"Because of this, God gave them over to shameful lusts. Even their women exchanged natural relations for unnatural ones. In the same way the men also abandoned natural relations with women and were inflamed with lust for one another. Men committed indecent acts with other men, and received in themselves the due penalty for their perversion." - Romans 1:26-27
Romans is written by Paul as a letter to the people of Rome. The time frame is a little unclear though. Paul says that he has longed to visit Rome, but has been unable to "until now". Does this mean he's about to go to Rome (right after his trial)? Or that he's already in Rome? If it's the latter there's not much reason for him to be writing a letter.
The first thing Paul talks about after his introduction is God's wrath against the world. He first talks about atheists (godless people). These atheists, claims Paul, are suppressing God's message, because God has so obviously made himself clear. He says this: "For since the creation of the world God's invisible qualities - his eternal power and divine nature - have been clearly seen, being understood from what has been made, so that men are without excuse". Somehow I think believers in Thor and Zeus would debate you on how clear the Judeo-Christian God reveals himself.
Because of this godlessness, God "gave them over" to all sorts of sexual desires. Does this mean to say that sexual impurity is some sort of punishment for sin? The sexual impurity that Paul mentions is homosexuality. This is the first time that female homosexuals are mentioned.
Paul goes on to mention all sorts of other wickedness including greed, gossip, strife, deceit, disobeying parents, and being senseless. Paul says that all of these things are deserving of death. This would also imply that all these sins are about as bad as the homosexuality.
However, at the beginning of chapter 2, Paul says that nobody can pass judgement on anyone else, because we are all guilty of at least one of these aforementioned wickednesses. Paul says that the very things you condemn other people for are the things you do. Why do the people who use Romans to condemn gays then ignore this paragraph about not judging people?
Paul then goes on a rant about circumcision. And how someone who is circumcised, yet breaks the law, is like someone who isn't circumcised. However, he says that if you're not circumcised, yet follow the law, can still be righteous. Then what's the point of cutting of part of your penis? It seems to make absolutely no difference.
This all leads up to the end of chapter three where Paul says that we all sin, and that our only way to redemption is through Jesus. Finally, we receive this revelation. It seems that up to this point, Jesus has been more about bringing the Holy Spirit/wisdom to humanity than actually atoning for our sins.
A vicar from London says that Christianity needs some "street talk":
Rev Michael Land is encouraging worshippers to get 'streetwise' by swearing.
Offering up some encouragement he sermonised about a recent road rage incident where he told a motorist to ‘**** off ’ while wearing his dog collar.
The 67-year-old even claimed that Jesus regularly liked to swear and urged church-goers not to ‘place him on a pedestal’.

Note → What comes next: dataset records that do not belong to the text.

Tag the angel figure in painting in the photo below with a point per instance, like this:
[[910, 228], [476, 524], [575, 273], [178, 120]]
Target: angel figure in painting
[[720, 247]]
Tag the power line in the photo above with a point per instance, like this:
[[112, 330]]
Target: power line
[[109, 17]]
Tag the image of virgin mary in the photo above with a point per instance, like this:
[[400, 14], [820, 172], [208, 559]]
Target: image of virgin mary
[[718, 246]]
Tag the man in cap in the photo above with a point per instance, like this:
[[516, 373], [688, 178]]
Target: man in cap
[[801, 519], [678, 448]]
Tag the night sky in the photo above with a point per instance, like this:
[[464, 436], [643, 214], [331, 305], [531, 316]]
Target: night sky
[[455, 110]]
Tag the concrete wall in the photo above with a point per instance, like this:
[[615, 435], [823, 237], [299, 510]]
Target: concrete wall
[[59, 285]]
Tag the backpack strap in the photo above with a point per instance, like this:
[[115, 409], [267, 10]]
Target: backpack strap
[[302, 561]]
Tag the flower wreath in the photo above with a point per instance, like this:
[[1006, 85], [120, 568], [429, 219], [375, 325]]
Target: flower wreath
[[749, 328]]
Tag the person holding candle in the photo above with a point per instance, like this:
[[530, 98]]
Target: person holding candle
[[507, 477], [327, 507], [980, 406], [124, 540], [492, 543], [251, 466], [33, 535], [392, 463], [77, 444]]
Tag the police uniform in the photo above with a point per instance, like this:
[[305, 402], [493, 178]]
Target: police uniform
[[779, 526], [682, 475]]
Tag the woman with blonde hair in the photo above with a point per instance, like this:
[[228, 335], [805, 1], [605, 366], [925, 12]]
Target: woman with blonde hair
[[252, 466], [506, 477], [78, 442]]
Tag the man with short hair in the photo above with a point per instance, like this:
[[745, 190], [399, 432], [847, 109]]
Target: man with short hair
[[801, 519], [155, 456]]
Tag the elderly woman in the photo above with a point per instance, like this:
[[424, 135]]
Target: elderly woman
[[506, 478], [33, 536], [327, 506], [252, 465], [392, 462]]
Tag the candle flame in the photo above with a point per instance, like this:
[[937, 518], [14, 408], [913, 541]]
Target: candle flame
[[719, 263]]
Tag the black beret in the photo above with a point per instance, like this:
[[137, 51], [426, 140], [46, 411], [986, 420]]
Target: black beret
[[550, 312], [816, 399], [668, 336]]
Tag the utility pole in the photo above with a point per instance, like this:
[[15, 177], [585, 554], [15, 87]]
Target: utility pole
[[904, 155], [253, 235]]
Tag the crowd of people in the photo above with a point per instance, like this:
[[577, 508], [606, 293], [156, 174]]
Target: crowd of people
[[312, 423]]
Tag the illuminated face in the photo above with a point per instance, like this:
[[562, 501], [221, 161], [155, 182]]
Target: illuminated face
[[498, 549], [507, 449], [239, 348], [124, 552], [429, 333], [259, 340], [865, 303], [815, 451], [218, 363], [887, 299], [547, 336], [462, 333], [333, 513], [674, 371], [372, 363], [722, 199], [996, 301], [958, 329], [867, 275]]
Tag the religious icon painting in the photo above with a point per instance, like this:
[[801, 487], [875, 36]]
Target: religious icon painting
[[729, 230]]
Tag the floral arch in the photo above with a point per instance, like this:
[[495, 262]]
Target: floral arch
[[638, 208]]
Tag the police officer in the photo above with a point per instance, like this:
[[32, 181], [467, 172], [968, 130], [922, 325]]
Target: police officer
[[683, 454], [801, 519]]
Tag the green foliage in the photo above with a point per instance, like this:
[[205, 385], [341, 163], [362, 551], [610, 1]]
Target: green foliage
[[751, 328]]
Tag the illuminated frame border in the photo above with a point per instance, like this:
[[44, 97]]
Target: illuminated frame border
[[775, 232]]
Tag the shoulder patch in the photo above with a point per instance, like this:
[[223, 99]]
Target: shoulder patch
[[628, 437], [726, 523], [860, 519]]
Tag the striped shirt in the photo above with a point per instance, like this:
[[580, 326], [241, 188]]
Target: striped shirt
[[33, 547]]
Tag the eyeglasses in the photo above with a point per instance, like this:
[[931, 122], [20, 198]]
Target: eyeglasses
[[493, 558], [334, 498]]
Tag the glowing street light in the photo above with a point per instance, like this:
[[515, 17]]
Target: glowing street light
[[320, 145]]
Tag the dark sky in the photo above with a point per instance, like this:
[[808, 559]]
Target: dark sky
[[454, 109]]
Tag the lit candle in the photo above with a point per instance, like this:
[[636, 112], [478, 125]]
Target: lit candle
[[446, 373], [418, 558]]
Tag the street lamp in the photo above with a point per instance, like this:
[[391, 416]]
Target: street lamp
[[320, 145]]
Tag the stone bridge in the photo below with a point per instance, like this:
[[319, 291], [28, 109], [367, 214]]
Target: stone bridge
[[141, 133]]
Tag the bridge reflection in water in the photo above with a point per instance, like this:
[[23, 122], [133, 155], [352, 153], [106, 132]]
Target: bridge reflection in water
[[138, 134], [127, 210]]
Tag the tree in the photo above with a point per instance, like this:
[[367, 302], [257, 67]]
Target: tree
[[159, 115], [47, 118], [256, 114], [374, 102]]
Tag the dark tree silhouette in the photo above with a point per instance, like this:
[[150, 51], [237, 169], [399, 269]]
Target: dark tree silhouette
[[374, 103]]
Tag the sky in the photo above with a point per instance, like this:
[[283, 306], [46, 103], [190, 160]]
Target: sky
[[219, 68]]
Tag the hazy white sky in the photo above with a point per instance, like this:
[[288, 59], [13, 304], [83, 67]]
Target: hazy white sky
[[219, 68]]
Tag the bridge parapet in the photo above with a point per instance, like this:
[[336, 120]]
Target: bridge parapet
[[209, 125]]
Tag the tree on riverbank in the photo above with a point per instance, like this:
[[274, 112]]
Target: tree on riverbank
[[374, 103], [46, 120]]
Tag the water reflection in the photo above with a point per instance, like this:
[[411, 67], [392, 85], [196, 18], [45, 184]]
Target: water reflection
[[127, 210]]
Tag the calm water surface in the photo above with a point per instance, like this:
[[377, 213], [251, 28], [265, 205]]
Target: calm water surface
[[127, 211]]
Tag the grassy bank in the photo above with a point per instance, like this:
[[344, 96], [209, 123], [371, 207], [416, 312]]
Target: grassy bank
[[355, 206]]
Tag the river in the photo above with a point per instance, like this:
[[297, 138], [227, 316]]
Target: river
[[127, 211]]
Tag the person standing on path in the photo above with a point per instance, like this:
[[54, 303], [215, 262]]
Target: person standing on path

Where exactly does Jesus cuss up a storm in the bible? I think telling a fellow motorist to "fuck off" is rather contrary to the "love your enemy" concept. Jesus also said that hate coming out of your mouth would imply hate in your heart, and you're not supposed to hate anyone.
I would agree with him if he were merely saying that Christians should be allowed to use those words. I don't think there's anything about the word "fuck" that makes it inherently bad. It's all about the context in which the Reverend used the word.
He said: ‘The church needs to modernise and that means keeping up with the trends in language. People view Jesus through tinted spectacles and place him on a pedestal.
‘The reality is that he was poor, lacked any real education and did not fraternise with Pharisees or scholars. People today would probably be quite shocked at the language he used.’
Who's side is this guy on? The bible says that Jesus did fraternize with Pharisees and scholars. The bible says that Jesus was thoroughly educated on the Old Testament laws. Has this guy read the bible? Of course, everyone can choose for themselves whether the bible is absolutely true or not, but it seems like at least Reverends need to tow the party line.
The vicar also has a less than traditionally Christian view about doorstep begging, adding: ‘Whilst working in London I would often have people knocking on my door and asking for money. ‘I would never give in and usually shut the door on them. Just because I am a vicar I am not a soft touch.’
He wouldn't give to a poor person that came to his door? One of Jesus's biggest messages (if not the biggest) was to give all your money away. How could he have missed the mark this much?
In the name of experiment, I guess I should at least try this "street talk" thing (in the name of bringing myself closer to God, of course). So here it is: Dear Reverend Land, you're a fucking idiot. Yeah, that just made me sound like a douchebag.